Старший сын помогал ей, держа за концы сложенные скатерти, чтобы не получилось нечаянной складочки; он не сводил глаз со строчащей иголки и осторожно, миллиметр за миллиметром, тянул из-под лапки полотно. Работа была почти окончена. Из еще не зашитой стороны свесилась золотая бахрома. Мать заправила ее обратно, прострочила оставшуюся сторону, и две белые скатерти надежно укрыли знамя.
На улице под окнами послышались шаги. Минна прекратила шить. В комнате все стихло. Остановились или ушли?
Нет, пошли дальше.
— У страха глаза велики, — проворчал Отто.
Мать кивнула сыну. Продолжаем! Она нажала ногой на педаль и шумно выдохнула. «Осторожность — далеко не страх», — подумала она.
Брозовский отошел от окна. Напряженное выражение его лица понемногу смягчилось. Швейная машина равномерно застрекотала.

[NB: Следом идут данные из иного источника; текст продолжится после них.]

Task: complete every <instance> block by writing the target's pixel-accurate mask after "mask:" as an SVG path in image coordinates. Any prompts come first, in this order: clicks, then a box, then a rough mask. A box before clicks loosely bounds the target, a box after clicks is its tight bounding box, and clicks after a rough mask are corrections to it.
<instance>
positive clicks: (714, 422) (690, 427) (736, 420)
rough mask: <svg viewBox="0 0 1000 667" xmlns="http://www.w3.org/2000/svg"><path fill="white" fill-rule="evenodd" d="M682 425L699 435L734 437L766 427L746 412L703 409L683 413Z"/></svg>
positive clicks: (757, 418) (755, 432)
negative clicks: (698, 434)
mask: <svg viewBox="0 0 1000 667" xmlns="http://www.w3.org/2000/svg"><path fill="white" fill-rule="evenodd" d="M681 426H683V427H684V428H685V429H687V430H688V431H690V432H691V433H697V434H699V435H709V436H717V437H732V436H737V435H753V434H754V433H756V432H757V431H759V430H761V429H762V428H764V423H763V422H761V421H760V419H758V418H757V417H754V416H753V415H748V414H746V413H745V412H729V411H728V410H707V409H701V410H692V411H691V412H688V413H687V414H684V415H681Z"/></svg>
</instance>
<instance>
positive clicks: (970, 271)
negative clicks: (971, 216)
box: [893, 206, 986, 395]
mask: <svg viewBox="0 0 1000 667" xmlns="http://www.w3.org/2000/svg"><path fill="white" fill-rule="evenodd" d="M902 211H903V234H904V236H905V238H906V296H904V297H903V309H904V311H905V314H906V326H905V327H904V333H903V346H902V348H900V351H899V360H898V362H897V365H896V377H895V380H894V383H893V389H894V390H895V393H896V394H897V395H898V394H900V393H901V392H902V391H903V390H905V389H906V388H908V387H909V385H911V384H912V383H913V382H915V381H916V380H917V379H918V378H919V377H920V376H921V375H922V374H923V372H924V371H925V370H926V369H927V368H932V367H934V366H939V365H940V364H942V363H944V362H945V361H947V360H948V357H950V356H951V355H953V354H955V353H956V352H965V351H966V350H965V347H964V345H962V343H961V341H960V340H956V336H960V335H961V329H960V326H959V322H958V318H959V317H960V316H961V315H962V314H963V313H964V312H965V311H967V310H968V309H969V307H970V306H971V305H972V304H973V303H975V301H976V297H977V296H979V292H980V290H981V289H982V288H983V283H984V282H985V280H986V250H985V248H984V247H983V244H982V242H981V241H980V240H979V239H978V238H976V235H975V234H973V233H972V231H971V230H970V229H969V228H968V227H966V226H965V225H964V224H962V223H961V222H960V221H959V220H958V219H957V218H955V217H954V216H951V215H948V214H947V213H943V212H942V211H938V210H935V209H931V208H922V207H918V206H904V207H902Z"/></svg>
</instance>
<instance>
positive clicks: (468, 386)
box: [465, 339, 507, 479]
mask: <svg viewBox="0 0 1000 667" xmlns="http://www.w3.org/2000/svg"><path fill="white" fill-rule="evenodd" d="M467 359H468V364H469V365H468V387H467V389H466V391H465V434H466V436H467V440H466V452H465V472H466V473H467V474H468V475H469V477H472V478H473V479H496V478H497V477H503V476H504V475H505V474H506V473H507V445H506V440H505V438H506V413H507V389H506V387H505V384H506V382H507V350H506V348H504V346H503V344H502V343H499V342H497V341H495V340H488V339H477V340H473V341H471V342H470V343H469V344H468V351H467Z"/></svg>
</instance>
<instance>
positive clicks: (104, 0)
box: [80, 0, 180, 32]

Он смотрел, как медленно разматывалась катушка.
— Готово. — Минна обрезала нитку. Короткие хвостики в конце шва она откусила.
Убрав со стола небольшую вазу, Брозовский сложил покрывавшую стол пеструю скатерть и повесил ее на спинку стула.
Отто одним взмахом набросил на стол только что сшитые скатерти и одернул уголки. Ну вот, все на месте. Правда, еще немного пахло нафталином. Он понюхал и решил, что запах скоро выветрится.